The Thoracic Mini Oral Competition opened with a paper on genetic mutations found in malignant pleural mesothelioma.
David S. Schrump, MD, presented a study that he and his colleagues performed to examine the ability of a human Double Minute-2 inhibitor (RG7388) to affect malignant pleural mesothelioma cells in vitro and in vivo.
Dr. Schrump, of the National Cancer Institute, Bethesda, Md., discussed how, in contrast to many other human cancers, malignant pleural mesotheliomas (MPM) rarely exhibit p53 mutations. In these neoplasms, p53 signaling is frequently dysregulated by over-expression of the p53 target gene Human Double Minute 2 (HDM2) – the human homologue of Murine Double Minute 2 (MDM2) which encodes a negative regulator of p53 transcriptional activity and stability. This is problematic, as therapeutic drugs that activate p53 signaling (such as mithramycin (MM), a repurposed chemotherapeutic agent currently in clinical trials) have the potential to trigger p53-mediated G0/G1 arrest, senescence, and apoptosis of MPM cells in vitro and in vivo.

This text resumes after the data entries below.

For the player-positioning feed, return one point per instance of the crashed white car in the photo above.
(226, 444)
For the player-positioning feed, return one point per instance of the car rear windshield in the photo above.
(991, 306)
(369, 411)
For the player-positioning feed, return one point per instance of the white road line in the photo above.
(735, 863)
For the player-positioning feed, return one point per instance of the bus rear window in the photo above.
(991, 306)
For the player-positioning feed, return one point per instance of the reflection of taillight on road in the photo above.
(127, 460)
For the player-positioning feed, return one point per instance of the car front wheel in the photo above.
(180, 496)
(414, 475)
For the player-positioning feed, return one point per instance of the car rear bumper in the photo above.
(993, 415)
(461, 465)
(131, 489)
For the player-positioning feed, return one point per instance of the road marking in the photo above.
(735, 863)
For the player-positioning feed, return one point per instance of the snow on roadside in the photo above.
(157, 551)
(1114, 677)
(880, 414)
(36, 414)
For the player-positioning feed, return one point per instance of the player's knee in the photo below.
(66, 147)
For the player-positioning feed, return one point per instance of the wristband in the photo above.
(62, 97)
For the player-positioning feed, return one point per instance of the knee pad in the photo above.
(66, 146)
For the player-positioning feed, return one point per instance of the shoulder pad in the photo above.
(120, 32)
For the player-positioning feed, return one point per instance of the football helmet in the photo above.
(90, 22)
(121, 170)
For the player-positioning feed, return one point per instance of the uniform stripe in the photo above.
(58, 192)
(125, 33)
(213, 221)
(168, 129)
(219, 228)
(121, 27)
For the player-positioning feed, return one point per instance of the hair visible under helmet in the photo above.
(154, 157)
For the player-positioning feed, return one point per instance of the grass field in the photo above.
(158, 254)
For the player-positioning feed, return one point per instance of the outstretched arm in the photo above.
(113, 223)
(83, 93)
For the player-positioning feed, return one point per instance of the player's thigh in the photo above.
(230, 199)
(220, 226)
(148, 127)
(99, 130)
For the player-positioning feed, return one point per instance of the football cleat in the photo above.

Dr. Schrump and his colleagues initiated their study in order to determine if RG7388 (Idasanutlin; RG), a pharmacologic inhibitor of HDM2-p53 interaction could enhance the potential efficacy of MM for mesothelioma therapy.
They used Affymetrix micro-arrays, qRT-PCR, immunoblot, and immunofluorescence techniques to examine expression levels of p53, HDM2, and related genes/proteins regulating senescence, autophagy and apoptosis in MPM cells and xenografts following treatment with MM, RG, or sequential MM/RG. In addition, MTT, immunohistochemistry, immunoblot, and ApoBrdu techniques were used to examine viability and apoptosis in cultured cells and xenografts.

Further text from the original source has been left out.